Overall the Braves’ development has attracted 42 corporations to the CID, said Cobb County Chamber of Commerce President and CEO Sharon Mason.

During Tuesday’s presentation, Cobb Finance Director Bill Volckmann displayed figures showing that the Cobb County schools had received an additional $5 million in 2020 as result of the development.

The data also showed that the COVID-19 pandemic has severely hampered the ballpark’s operations, and to a lesser extent The Battery’s. But it doesn’t appear to have significantly affected the county’s budget.

The county financed its $300 million portion of the stadiums’ budgeted $672 million cost.
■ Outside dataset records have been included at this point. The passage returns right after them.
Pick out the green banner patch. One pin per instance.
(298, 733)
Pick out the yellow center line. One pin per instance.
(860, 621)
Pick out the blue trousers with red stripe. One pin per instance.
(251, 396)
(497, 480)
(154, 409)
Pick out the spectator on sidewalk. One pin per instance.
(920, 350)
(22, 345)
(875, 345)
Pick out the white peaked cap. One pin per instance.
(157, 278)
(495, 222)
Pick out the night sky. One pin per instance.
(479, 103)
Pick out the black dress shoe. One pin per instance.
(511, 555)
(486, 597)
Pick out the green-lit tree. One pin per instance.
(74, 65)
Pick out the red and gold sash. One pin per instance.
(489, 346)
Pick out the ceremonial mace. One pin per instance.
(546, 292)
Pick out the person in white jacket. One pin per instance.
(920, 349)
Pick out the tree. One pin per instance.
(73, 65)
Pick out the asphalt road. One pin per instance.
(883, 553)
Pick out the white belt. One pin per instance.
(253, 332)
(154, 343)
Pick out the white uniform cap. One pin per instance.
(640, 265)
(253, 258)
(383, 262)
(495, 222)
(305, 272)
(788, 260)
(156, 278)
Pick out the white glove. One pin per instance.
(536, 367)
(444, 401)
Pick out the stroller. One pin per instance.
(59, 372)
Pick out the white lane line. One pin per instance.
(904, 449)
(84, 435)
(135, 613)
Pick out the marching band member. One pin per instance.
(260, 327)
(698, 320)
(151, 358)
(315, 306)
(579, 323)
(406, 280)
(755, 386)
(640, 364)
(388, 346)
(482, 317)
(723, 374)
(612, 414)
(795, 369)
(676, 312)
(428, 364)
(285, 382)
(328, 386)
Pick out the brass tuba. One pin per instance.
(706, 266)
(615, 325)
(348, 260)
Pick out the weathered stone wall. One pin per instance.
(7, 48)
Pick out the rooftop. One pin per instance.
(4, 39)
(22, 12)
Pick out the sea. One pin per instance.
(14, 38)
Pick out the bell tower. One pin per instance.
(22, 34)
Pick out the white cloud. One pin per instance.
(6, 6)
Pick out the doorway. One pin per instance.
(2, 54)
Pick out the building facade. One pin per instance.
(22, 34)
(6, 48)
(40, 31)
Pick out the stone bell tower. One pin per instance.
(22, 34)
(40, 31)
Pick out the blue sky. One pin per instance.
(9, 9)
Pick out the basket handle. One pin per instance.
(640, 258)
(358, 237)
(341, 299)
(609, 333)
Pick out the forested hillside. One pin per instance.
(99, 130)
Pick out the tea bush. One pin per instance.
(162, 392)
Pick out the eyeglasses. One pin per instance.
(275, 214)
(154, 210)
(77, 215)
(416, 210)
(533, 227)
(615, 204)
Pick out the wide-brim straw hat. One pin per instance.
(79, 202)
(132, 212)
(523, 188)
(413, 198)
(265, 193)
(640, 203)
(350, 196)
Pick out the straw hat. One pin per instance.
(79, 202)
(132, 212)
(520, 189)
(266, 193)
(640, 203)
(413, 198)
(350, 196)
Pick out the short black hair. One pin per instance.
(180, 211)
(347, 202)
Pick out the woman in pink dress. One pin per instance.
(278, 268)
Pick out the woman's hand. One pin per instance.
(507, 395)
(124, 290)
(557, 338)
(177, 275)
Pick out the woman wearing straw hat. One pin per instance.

The amount taxpayers have paid to service the debt has declined from $8.1 million in 2017 to $4.3 million in 2019, according to the presentation.

That figure only increased $250,000 in 2020, despite the virus.

‘Some boats become yachts’

The county’s data lines up with a 2018 study from the Georgia Tech Center for Economic Development Research, which was funded by the Cobb Chamber of Commerce — an ardent defender of the stadium deal whose board includes Braves’ President and Chief Executive Officer Derek Schiller.

The Georgia Tech study looked at property values from 2013, the year the Braves move was announced, to 2017, the year the stadium opened.

It compared property values within the 6-square-mile Cumberland Community Improvement District surrounding the Braves’ development with one other CID in Fulton and DeKalb counties that encompasses Perimeter Mall.

According to the study, property values rose 46% from $9.7 to $14.1 billion in the Cumberland CID during that time period. While other factors could account for most of the increase, roughly 13% of it couldn’t be explained, the study said.

“It would be reasonable to attribute all that (the unexplained 13% increase) to the Halo Effect of SunTrust Park and The Battery Atlanta,” the study said.

But Bradbury, the Kennesaw State economist, looked at data for the Cumberland CID from 2010-2019 and compared it with numbers from nine other metro Atlanta CID’s over the same time period.

He concluded that overall property values in the Cumberland CID were one percent lower than expected three years after the stadium opened, after comparing it to models he created based on the property values in CIDs within metro Atlanta that didn’t have sports stadiums.

“Thus, Truist Park’s construction appears to have dampened property values,” he wrote.

Bradbury said data show the five premium office towers, the 23,000 jobs and the $1 billion investment would have come to the area regardless of the stadium. The stadium benefited a few organizations, but not everyone in the CID, he said.

“It’s not a rising tide lifting all boats,” Bradbury said. “It’s that some boats became yachts.”

In Bradbury’s March paper, the economist examined sales taxes throughout metro Atlanta to show that the new revenue generated by the stadium and Battery weren’t statistically significant.

Fred Beloin, a lawyer who works out of — and partially owns — a 40-year-old office building across the street from the Battery, said he initially feared an increase in traffic from the stadium but it hasn’t been that bad.

Beloin said the Battery’s restaurants are nice places to have lunch. But he wonders if the development might have contributed to other establishments’ decline. He used to have breakfast every morning at the Georgian Club, Atlanta’s first suburban city club, founded in 1982.

Former U.S. Sen. Johnny Isakson, the club’s chair, announced in an April 2020 letter that it was closing, citing a number of factors, particularly COVID’s impact. A representative from the company that managed the club did not return a message seeking comment.

Regardless, Beloin said his building has faired well in the aftermath of the Braves’ move. All nine of his tenants remained in the building, with one exception, a firm that moved to its own office space. Beloin helped negotiate that purchase.

“It’s been better than expected,” Beloin said. “The folks who are here seem happy.”